So.. you may have realized that peach, like rhubarb is one of my ultimate FAVOURITE fruits – particularly to bake with. I love the way the flavour goes all sweet when baked – it reminds me of school desserts. Don’t worry, I loved my school dinners. The cooks were ACTUALLY called Mrs Cook and Ms. Pie… I know whenever I tell people this, they laugh and say… “you were in primary school and you were gullible.” true, but I still don’t think it was a lie. WHY would they lie about it, just WHY? I still hope and pray that it was one of those rare but amazing comic coincidences that are just awesome. Or maybe their names got them into cooking?!
So, here is the recipe, and it can be applied to any cake size – cupcakes, muffins or even a whole cake!

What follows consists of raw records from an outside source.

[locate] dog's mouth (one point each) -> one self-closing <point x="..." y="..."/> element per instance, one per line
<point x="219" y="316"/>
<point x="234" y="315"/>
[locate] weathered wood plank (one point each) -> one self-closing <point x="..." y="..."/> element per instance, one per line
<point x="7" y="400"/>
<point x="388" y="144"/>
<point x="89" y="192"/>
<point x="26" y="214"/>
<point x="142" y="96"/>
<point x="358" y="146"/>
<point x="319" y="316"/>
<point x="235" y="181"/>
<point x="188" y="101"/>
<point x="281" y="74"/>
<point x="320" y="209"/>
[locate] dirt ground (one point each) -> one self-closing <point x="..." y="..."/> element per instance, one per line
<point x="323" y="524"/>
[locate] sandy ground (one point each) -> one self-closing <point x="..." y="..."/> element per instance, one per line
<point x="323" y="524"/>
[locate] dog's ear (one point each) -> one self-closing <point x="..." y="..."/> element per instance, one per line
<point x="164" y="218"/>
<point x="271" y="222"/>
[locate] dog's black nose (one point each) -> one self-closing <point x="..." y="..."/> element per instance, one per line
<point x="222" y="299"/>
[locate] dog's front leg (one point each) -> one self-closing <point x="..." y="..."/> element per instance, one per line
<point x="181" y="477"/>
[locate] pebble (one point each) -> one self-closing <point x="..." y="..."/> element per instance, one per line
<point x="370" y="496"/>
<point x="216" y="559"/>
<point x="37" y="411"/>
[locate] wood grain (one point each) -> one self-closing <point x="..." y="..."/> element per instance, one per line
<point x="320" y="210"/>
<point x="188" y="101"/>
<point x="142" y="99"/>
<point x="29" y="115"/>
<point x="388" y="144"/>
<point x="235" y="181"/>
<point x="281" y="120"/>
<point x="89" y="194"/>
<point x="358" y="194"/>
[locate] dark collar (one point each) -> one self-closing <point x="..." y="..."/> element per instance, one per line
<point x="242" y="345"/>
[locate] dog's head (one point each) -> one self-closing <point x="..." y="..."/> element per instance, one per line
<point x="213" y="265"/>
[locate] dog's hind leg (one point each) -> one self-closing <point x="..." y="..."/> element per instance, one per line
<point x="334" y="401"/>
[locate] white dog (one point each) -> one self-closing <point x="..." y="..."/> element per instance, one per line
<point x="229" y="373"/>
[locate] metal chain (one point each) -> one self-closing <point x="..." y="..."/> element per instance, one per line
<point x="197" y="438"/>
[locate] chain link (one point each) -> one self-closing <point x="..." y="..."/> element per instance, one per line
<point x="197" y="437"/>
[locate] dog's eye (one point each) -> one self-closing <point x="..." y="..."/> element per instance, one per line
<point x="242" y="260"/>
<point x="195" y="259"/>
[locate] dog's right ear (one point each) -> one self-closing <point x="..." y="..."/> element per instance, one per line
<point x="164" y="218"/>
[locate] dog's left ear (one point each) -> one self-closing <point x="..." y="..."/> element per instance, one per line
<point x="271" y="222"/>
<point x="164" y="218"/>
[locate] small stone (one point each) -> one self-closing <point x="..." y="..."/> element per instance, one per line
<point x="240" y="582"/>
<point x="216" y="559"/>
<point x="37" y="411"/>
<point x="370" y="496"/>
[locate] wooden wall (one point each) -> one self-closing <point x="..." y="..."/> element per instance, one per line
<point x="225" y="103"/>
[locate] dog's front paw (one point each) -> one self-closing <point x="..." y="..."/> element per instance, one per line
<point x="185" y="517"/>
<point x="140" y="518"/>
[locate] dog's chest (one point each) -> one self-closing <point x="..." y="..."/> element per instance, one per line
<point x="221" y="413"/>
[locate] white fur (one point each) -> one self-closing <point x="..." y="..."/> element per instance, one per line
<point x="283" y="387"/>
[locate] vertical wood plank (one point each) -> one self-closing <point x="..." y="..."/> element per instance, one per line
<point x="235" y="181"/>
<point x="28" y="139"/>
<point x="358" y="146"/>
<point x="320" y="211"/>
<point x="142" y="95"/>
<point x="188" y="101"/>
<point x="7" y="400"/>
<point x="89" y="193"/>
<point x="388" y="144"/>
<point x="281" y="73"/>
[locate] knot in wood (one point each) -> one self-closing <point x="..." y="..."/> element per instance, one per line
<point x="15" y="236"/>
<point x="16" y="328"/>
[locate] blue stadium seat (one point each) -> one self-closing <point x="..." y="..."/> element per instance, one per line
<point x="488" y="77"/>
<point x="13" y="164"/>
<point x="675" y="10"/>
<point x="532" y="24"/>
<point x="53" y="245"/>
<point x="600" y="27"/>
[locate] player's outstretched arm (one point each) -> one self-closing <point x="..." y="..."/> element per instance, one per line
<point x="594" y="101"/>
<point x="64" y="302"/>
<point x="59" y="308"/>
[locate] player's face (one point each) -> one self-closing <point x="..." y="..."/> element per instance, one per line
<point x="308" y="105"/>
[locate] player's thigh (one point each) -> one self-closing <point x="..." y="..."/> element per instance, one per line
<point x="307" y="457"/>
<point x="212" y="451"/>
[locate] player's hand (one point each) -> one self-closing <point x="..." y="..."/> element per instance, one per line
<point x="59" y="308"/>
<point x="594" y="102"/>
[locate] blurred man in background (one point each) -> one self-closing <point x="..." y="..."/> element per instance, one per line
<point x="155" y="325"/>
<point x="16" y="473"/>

Mini Bundts are not necessary – even though they are awesome.
110g caster sugar
2 eggs, lightly beaten
1 tsp vanilla extract
110g self-raising flour
1-2 tbsp milk
2 ripe peaches (or nectarines)
- Preheat the oven to 175°C and grease your baking tin (or mini bundt tin)
- Remove the stone from the peaches and cut up – put in a blender until they become the consistency between puree and juice.
- In a bowl, mix together all the ingredients (except the peaches) until throughly mixed
- Add the peach puree and fold in with a spoon
- Spoon into baking tray OR mini bundt dish (half way up each bundt mold)
- Bake for 12-15 minutes or until the sponge bounces back when touches
You can eat these warm with ice cream (vanilla) OR cold with tea.